Like Trump, Sanders too is anti-establishment and although he inhabits the opposite end of the political spectrum to Trump it is likely he would have gained more traction than did Clinton among America’s frustrated millions.
Obama pledged to bring “hope and change” but the reality of his eight years in office will show this to be a largely empty promise.
His inadvertent legacy was to further breed the contempt and frustration that fomented the conditions for what has now followed.
Trump’s win has clear echoes of the Brexit referendum which saw the UK vote to leave the European Union.
The logic and reasoning behind why both Brexit and now a Trump Presidency have happened are broadly the same.
These two major political upsets occurred because millions of people who previously felt detached from the political process re-engaged to deliver a collective blow to an establishment that has ignored their needs for so long.
Countless communities left abandoned by the state after decades of successive policy failures have risen up en masse to shatter establishment cosiness.
A pundit covering the US election result for the BBC said America was now divided between “those who are educated and those who are uneducated”.
Although it was not her intention, that comment summed up precisely why Trump got elected and also why Brexit occurred.
It was the blue collar workers – the working classes – who swung the vote in both instances but it is both patronising and provocative to dismiss as “uneducated” all people from such backgrounds.
There are plenty of “educated” individuals who think they know best who are in fact fundamentally stupid and out of touch with reality.
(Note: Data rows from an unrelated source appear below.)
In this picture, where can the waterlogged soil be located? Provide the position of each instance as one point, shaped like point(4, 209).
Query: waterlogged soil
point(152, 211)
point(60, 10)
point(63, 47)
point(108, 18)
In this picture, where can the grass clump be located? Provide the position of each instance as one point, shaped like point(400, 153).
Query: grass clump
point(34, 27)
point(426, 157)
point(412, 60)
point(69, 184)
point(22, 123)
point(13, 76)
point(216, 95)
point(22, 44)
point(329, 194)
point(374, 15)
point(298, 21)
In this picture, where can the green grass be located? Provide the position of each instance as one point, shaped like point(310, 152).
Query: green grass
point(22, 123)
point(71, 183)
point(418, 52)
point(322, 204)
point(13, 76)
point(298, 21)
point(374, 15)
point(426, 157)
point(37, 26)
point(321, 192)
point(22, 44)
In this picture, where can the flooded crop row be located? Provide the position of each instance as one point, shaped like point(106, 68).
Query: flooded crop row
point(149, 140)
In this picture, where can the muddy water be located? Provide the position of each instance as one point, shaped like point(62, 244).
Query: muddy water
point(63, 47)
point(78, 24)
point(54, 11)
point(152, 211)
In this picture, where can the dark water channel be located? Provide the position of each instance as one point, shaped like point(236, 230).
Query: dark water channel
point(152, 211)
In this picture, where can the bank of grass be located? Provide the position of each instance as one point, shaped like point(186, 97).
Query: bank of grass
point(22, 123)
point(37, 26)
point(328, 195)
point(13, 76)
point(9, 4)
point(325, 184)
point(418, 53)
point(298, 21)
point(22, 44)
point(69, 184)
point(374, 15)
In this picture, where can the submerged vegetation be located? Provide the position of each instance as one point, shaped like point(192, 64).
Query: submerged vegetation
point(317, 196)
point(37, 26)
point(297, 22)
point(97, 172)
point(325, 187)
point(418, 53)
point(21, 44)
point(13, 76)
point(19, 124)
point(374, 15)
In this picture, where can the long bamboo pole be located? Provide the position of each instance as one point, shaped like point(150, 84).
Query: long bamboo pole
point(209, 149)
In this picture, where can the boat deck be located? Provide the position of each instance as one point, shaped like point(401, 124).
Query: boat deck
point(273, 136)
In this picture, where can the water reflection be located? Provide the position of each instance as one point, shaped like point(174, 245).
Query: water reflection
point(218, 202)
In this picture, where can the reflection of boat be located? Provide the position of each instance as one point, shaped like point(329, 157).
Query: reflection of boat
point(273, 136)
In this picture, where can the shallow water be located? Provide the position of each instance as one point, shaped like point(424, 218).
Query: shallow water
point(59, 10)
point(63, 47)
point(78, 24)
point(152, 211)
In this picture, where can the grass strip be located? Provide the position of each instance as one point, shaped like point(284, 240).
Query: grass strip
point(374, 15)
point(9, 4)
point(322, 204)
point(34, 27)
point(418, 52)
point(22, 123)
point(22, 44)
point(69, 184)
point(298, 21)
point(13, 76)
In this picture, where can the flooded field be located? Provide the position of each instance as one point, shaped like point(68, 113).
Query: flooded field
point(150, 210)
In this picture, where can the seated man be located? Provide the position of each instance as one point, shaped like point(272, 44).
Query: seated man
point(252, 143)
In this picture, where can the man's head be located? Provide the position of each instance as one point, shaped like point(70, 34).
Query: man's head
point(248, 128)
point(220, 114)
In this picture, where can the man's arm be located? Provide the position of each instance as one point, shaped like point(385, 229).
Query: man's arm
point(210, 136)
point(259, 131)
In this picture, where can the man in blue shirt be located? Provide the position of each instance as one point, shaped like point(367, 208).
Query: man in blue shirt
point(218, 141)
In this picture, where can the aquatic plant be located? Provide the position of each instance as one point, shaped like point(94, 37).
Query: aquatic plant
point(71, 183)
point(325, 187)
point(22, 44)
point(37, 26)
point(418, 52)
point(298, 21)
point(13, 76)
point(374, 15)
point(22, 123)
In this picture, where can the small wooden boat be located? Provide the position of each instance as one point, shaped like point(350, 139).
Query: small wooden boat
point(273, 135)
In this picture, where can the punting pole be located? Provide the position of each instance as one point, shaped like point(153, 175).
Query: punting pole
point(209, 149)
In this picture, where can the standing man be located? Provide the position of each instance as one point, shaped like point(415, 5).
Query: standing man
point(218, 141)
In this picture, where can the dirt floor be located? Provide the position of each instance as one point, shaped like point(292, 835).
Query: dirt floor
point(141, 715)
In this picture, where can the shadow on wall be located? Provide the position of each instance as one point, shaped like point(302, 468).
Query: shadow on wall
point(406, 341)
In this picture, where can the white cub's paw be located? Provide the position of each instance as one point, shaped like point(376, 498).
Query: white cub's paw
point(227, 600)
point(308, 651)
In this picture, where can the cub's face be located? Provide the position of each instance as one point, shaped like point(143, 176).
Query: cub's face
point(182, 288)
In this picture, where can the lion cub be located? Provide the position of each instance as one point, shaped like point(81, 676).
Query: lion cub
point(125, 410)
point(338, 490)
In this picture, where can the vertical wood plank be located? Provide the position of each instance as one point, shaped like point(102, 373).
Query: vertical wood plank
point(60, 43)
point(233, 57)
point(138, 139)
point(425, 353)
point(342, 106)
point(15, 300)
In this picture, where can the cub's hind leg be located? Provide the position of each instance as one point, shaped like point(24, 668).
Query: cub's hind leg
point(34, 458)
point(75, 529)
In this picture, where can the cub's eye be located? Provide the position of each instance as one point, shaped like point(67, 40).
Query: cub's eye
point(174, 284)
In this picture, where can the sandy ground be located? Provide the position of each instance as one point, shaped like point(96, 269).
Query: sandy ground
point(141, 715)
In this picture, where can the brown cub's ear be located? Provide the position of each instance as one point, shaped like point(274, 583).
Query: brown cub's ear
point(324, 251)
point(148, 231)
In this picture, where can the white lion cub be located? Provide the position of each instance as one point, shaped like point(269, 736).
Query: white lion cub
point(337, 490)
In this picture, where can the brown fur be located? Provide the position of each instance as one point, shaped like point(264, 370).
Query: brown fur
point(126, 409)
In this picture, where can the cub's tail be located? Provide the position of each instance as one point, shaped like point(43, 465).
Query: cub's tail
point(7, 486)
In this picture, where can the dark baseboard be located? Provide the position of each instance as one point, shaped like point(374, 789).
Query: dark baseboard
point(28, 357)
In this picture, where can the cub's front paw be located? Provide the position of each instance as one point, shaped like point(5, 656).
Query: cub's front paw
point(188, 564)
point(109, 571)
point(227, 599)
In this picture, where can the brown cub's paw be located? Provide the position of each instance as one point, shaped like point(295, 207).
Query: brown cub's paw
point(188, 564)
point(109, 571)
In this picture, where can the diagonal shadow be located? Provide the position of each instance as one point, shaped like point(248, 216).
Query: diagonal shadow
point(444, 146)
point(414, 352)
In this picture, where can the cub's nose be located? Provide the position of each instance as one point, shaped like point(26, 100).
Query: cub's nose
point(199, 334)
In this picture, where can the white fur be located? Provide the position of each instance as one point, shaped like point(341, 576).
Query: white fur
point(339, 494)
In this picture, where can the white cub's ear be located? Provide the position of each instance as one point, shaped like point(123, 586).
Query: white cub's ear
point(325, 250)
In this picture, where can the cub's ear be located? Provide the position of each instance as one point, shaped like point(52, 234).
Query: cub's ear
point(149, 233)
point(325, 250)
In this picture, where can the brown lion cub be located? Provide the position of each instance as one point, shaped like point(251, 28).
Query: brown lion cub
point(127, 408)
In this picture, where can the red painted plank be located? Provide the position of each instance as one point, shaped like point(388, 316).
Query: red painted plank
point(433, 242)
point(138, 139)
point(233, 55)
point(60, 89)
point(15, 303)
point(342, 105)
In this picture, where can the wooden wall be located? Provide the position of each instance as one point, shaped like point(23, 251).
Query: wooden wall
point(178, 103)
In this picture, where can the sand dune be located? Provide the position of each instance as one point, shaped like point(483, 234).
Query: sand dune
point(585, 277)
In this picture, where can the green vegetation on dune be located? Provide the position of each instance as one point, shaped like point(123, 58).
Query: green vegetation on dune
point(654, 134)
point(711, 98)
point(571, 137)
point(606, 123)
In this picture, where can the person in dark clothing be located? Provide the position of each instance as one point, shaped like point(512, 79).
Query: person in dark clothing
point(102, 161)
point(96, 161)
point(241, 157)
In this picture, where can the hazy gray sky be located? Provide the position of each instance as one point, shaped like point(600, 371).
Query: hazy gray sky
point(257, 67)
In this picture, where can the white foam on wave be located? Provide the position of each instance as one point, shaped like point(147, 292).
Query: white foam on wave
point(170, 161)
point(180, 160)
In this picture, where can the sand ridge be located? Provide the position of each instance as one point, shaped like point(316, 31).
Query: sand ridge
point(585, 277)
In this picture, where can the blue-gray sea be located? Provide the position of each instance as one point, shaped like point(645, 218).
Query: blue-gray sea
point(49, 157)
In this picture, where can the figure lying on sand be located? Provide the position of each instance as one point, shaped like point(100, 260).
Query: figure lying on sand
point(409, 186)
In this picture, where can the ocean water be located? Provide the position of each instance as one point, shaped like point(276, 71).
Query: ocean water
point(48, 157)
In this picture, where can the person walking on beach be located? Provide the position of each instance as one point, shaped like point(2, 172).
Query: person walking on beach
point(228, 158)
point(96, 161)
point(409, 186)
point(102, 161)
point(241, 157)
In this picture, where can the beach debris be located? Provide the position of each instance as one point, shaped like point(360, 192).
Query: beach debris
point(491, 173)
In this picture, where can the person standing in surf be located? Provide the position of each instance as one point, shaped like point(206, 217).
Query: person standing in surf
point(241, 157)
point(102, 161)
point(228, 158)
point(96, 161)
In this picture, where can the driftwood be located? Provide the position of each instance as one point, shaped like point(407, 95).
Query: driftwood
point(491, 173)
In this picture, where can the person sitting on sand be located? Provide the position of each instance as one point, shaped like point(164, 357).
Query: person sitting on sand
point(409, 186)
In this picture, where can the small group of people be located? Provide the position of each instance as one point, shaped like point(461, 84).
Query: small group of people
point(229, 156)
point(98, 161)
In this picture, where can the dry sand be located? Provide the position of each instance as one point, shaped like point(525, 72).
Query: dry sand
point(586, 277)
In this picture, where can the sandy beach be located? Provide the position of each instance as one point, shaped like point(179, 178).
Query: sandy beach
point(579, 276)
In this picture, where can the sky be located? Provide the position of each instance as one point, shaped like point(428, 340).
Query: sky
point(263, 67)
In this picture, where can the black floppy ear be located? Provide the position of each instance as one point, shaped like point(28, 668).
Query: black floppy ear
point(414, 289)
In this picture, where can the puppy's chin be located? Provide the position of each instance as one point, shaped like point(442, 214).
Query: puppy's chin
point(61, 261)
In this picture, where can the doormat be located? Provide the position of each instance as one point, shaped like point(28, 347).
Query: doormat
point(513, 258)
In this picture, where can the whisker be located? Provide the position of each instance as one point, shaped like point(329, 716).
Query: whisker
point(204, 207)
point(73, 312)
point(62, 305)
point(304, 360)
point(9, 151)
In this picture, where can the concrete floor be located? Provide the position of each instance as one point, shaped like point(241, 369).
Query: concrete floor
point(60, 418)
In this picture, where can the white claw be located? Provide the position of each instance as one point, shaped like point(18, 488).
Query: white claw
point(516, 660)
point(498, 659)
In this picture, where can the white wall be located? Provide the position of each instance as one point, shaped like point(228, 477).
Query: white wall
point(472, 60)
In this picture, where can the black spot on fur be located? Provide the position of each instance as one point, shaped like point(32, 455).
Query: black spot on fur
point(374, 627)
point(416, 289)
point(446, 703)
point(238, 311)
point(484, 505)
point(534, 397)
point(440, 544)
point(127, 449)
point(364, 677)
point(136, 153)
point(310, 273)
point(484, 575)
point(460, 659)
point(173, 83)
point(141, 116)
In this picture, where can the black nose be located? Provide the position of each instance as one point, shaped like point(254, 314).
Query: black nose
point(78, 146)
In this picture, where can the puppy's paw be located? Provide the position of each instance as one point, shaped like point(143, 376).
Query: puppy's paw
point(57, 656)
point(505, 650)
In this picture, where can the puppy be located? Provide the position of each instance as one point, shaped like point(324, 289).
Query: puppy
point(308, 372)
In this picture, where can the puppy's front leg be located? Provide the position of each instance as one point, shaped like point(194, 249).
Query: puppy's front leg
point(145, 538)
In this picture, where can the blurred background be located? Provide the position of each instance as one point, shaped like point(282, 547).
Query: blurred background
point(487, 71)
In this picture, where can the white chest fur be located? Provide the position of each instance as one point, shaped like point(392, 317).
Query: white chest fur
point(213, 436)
Governments around the world are full of them.
It is precisely this sneering nature of the media and the establishment elites which has driven people who might not have voted for years to give those in power the bloodiest of noses.
What they lack is not education but opportunity and, for better or worse, they believe Trump and the UK leaving the EU will deliver this.
After Brexit and Trump, the outcome of next year’s presidential elections in France and Germany cannot be certain.
The anger which fuelled both these votes is not limited to the UK and US it is across all developed nations.
Not since the 1930s has there been such political unrest and uncertainty across Europe and beyond and while it is difficult to envisage a seriously radical shift of power in Paris and Berlin, it is not impossible.
Of course risk is both threat and opportunity depending on outlook. As with Brexit, the Trump administration cannot be ignored so it should be embraced by business where possible – indeed post-Brexit Britain may well benefit from the new president’s fondness for the UK.
Where any of this leads is hard to tell but make no mistake, Trump’s America is likely to be a very different place for the next four years at least.